Sebelum saya menemui kemacetan di kilometer 8, rata-rata kecepatan saya adalah 40 km/jam. Sekarang, saat saya di kilometer 10, rata-rata kecepatan saya selama perjalanan adalah 10 km dibagi dengan 12 menit saat saya meluncur di 8 km pertama, dan 48 menit saat saya stress di 2 km berikut, yaitu total 60 menit atau 1 jam. Jadi rata-rata kecepatan selama 10 km adalah 10 km/jam.
Fantastis bukan perubahan rata-rata kecepatan perjalanan saya? Dari saat 8 km dilalui dimana rata-rata kecepatan adalah 40 km/jam, tiba-tiba setelah 10 km lewat rata-rata kecepatan saya menjadi 10 km/jam. Memang perubahan yang cukup drastis.
Tapi sekarang coba kita buat skenario lain di perjalanan 100 km saya. Sekarang, saya berkendara di kota saat libur Lebaran. Sungguh lengang! Saya berkendara 98 km tanpa ada hambatan dimana-mana. Tapi yah tidak terlalu mengebut juga. Jadi selama 98 km itu, saya berkendara dengan rata-rata kecepatan 40 km/jam - artinya sudah 2 jam dan 45 menit berlalu. Tapi tiba-tiba, di 2 km terakhir, ada kemacetan juga; ada perbaikan jalan besar.
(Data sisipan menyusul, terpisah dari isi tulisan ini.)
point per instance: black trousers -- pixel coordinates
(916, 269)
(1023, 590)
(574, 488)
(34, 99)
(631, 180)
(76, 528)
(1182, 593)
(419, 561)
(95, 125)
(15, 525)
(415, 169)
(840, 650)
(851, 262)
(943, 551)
Menunggulah saya di kemacetan selama 48 menit sampai akhirnya 2 km saya lewati sampai tujuan.
Jadi, pasti rata-rata kecepatan saya turun. Tapi turun seberapa banyak? Dalam 100 km itu, waktu total adalah 3 jam dan 33 menit. Artinya, rata-rata kecepatan menjadi 28 km/jam.
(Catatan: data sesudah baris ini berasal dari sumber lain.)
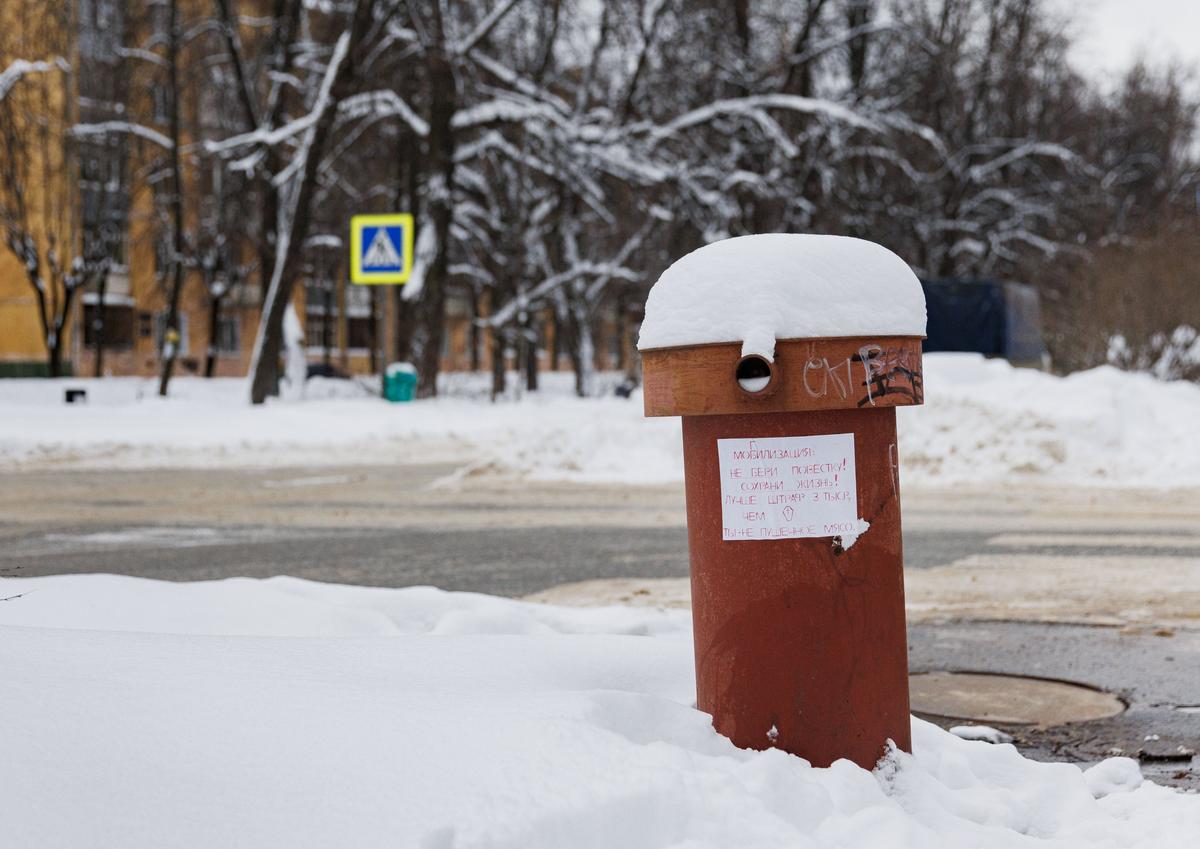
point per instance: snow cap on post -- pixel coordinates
(785, 321)
(783, 285)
Jadi kita lihat, walaupun dengan kemacetan yang sama, yaitu 2 km dalam 48 menit, perubahan rata-rata lebih dratis saat baru 8 km saya lampaui, yaitu dari 40km/jam menjadi 10 km/jam. Bandingkan dengan saat 98 km sudah dilampau, dimana rata-rata saya 40 km/jam menjadi 28 km/jam.
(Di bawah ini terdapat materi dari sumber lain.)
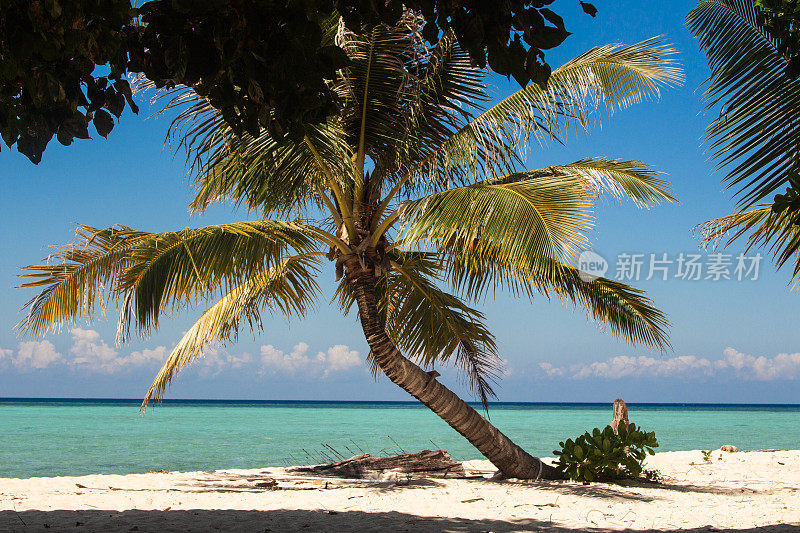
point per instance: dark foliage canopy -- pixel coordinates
(64, 65)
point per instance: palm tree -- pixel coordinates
(755, 136)
(418, 186)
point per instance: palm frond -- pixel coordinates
(147, 272)
(288, 288)
(777, 232)
(76, 276)
(431, 325)
(604, 78)
(273, 176)
(628, 313)
(619, 179)
(182, 267)
(543, 215)
(755, 134)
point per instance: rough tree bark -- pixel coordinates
(509, 458)
(620, 414)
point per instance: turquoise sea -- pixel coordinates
(47, 437)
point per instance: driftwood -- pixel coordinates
(427, 463)
(620, 414)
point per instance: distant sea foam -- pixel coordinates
(53, 437)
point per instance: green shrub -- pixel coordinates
(605, 455)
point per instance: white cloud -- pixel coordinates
(550, 370)
(214, 360)
(90, 353)
(338, 358)
(35, 354)
(733, 364)
(782, 366)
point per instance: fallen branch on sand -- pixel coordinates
(427, 463)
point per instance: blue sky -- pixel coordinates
(733, 341)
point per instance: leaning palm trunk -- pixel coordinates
(509, 458)
(411, 125)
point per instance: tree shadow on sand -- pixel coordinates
(290, 520)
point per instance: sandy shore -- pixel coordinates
(744, 491)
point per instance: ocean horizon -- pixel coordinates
(78, 436)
Artinya, memang hasil rata-rata itu lebih mudah berubah saat masukan data masih awal. Saat data masuk sudah makin banyak, maka makin sulitlah hasil rata-rata itu berubah.
Quick Count
Jadi misalkan di skenario Quick Count (QC) diatas. Kita berandai (hanya ilustrasi saja) ada 1000 data suara di QC yang dilaporkan. Pada saat 10% data tersebut dilaporkan (100 suara), 51% suara ada untuk Prabowo, dan 49% suara ada untuk Jokowi. Lalu setelah 4% tambahan data dilaporkan (menjadi 140 suara), berubah menjadi 49% suara untuk Prabowo dan 51% suara untuk Jokowi.
Apakah bisa 40 suara tambahan mengubah kedudukan? Kalau masih dalam batas kewajaran bisa saja. 49% dari 140 suara adalah 69 suara dan 51% dari 140 suara adalah 71 suara. Artinya, dalam tambahan 40 data tersebut, Prabowo mendapatkan 69-51 = 18 suara dan Jokowi mendapatkan 22 suara. 18 banding 22 adalah 45% banding 55%.
45% dan 55% adalah angka lumrah yang sering ditemukan dalam laporan propinsi-propinsi. Bisa saja tambahan data 4% tersebut adalah dari lumbung suara Jokowi, di Jawa Tengah atau Jawa Timur misalnya. Bahkan di Jawa Barat, sebaran angka adalah 60% untuk Prabowo dan 40% untuk Jokowi (menurut 7 survei kredibel, tentunya).
Jadi tidak ada yang aneh sama sekali kalau ada perubahan hasil QC yang lumayan drastis di awal-awal pengumpulan data. Yang aneh adalah kalau perubahan hasil QC drastis terjadi saat pengumpulan data akhir.